You can run specific tests by running a pytest command like this:
pytest tests/test_aiohttp.py::test_aiohttp_file_upload -s
Could you share a working code for streaming file upload if you have?
Check out the test_aiohttp_async_generator_upload test.
aiohttp
has the possibility to use FormData() and set filename for the uploaded file: https://docs.aiohttp.org/en/stable/client_quickstart.html#post-a-multipart-encoded-file
That is what we are doing. gql is open-source you know, you can check the code.
With
gql
, following format works but the filename is set as the whole file path i.e/home/username/...
. Is it possible to set the filename in the following request?
gql uses the name
parameter of the provided file object if it is present for the filename
parameter.
I thought you could do something like:
f = open('filepath', 'rb)
f.name = "your_name"
data = {
"user": 'user_id',
"file_category": 'product_doc',
"file": f,
}
but in that case I got the error:
AttributeError: attribute 'name' of '_io.BufferedReader' objects is not writable
So one way to change the filename would be what you did above, even if it's a bit inefficient:
file = io.BytesIO(open(filepath, "rb").read())
file.name = "your_name"
In the case of the streaming uploads, we have the same kind of problem.
Doing something like this:
async_generator = file_sender(file_path)
async_generator.name = "your_name"
would generate the following error:
AttributeError: 'async_generator' object has no attribute 'name'
We can get around by making a new class inheriting AsyncGenerator
this but it's kind of hackish:
class NamedAsyncGenerator(collections.abc.AsyncGenerator):
name = None
inner_generator = None
def __init__(self, inner_generator: collections.abc.AsyncGenerator, name=None):
self.inner_generator = inner_generator
self.name = name
def asend(self, val):
return self.inner_generator.asend(val)
def athrow(self, typ, val):
return self.inner_generator.athrow(typ, val)

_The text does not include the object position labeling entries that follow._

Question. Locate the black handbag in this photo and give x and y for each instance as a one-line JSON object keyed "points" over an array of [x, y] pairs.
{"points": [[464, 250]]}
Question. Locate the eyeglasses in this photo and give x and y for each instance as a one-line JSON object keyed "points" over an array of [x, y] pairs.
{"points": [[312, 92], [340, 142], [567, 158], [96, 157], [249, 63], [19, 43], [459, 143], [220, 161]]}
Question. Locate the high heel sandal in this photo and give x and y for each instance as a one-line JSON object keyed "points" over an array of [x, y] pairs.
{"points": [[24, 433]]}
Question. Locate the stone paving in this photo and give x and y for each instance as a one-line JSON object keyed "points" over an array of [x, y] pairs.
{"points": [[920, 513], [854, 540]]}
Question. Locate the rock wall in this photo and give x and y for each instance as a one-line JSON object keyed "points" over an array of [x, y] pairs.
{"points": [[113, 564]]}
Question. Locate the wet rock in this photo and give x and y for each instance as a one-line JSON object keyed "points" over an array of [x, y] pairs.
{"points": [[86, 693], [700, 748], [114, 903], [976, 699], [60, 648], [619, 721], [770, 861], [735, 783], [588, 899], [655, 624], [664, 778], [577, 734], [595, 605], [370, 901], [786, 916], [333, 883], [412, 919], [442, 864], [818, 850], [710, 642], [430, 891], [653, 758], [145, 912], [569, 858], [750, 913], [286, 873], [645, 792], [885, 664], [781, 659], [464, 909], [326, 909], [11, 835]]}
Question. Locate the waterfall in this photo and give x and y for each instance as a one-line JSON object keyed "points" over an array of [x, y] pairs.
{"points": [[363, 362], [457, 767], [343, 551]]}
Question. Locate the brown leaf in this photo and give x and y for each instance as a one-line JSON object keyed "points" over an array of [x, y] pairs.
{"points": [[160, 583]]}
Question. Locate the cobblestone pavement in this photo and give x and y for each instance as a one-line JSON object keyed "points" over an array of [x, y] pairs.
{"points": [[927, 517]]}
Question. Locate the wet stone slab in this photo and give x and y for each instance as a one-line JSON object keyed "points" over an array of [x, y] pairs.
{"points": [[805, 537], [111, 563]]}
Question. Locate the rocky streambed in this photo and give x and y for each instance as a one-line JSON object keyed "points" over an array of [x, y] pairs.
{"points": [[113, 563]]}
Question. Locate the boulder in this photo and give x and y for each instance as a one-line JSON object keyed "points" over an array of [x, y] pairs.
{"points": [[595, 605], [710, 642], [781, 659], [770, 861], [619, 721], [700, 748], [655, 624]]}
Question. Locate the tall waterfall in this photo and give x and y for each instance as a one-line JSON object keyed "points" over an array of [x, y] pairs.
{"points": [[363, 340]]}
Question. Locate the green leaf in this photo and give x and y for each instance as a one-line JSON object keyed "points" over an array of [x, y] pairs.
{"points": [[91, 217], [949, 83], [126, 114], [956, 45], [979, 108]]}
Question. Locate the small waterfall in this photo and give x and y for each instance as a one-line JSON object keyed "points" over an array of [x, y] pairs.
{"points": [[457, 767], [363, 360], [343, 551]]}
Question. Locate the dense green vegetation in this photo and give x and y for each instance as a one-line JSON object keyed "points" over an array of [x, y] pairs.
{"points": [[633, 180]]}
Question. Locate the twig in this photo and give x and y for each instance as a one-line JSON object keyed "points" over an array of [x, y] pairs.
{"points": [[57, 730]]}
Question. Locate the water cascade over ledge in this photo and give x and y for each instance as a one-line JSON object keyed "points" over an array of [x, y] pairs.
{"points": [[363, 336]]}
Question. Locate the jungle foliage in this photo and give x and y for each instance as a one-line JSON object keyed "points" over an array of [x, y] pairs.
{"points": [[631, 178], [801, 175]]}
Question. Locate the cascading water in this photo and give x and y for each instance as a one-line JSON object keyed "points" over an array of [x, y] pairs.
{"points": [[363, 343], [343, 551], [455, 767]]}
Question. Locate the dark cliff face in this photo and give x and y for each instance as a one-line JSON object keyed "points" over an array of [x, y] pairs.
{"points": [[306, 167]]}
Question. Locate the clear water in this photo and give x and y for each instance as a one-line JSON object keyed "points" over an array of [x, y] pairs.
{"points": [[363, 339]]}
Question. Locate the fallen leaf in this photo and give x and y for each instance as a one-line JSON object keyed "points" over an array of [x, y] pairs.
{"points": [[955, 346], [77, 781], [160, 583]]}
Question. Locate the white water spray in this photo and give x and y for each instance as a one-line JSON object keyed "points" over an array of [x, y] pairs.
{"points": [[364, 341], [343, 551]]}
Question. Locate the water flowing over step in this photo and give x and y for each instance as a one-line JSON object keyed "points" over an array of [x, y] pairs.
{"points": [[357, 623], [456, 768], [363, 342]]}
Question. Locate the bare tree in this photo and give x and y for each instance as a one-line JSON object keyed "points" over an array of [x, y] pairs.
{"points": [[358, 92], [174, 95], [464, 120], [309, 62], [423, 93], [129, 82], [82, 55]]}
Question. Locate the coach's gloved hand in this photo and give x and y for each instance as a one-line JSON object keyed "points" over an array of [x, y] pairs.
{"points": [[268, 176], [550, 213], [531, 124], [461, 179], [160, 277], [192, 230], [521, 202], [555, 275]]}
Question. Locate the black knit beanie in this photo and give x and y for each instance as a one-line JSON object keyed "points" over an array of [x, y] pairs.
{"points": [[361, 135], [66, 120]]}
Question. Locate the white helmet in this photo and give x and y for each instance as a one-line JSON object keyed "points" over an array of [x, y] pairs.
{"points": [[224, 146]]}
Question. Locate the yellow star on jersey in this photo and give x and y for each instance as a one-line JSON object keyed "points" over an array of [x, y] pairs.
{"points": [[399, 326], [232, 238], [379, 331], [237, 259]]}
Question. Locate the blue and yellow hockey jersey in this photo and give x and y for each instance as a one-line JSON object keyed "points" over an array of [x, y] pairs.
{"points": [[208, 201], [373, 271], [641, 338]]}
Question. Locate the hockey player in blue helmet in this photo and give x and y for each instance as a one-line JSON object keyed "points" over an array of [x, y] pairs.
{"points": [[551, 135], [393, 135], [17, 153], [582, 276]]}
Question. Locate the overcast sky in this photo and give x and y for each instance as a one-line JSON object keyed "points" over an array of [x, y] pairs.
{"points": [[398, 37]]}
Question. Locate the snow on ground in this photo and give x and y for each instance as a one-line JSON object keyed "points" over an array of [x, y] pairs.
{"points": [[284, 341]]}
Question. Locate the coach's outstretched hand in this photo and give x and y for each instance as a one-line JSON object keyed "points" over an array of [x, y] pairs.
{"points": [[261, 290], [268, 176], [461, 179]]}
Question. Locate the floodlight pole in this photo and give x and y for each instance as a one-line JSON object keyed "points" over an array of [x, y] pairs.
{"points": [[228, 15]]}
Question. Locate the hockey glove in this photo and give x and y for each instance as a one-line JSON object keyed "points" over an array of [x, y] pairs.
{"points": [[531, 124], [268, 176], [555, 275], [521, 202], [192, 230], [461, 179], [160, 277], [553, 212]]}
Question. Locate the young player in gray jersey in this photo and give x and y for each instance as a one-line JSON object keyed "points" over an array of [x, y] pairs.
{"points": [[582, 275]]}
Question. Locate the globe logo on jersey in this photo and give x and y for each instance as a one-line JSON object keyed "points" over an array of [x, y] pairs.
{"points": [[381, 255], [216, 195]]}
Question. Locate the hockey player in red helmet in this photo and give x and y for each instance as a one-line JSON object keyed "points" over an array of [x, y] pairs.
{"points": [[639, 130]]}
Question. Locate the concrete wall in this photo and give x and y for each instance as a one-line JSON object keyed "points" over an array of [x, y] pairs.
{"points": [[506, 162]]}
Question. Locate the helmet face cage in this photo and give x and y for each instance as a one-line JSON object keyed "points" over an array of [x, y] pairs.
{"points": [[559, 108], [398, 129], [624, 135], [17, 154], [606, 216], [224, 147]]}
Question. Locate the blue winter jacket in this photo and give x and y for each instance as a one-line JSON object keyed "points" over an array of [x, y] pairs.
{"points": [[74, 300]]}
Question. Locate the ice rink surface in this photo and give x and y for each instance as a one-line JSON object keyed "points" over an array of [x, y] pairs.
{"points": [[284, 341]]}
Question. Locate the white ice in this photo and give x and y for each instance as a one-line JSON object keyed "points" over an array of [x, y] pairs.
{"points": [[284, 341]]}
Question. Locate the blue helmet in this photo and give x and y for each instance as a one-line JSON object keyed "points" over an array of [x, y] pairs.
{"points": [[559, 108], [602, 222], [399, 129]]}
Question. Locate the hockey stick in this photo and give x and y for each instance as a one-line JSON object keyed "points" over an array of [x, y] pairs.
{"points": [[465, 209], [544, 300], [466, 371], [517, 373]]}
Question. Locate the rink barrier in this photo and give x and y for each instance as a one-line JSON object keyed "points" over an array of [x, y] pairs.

that you would use like this:
async def file_sender(file_name):
async with aiofiles.open(file_name, "rb") as f:
chunk = await f.read(64 * 1024)
while chunk:
yield chunk
chunk = await f.read(64 * 1024)
async_generator = file_sender(file_path)
named_async_generator = NamedAsyncGenerator(async_generator, "your_filename")
data = {
"user": 'user_id',
"file_category": 'product_doc',
"file": named_async_generator,
}
I agree that's it's not really clean and we should consider changing the interface to make this simpler.
@leszekhanusz FYI, your workaround gives error
gql.transport.exceptions.TransportQueryError: {'message': 'Must provide query string.'}
.
Whenever I add the generator "file": named_async_generator
in the input parameter, it gives this error. But it works when I use it like this "file": io.BytesIO(open(filepath, "rb").read())
. Unfortunately I upload large files and need to use the generator which is not working.
That error message is coming from the backend.
If you still think there is a problem with gql, either provide a public backend showing the issue, or add another test to gql showing the issue.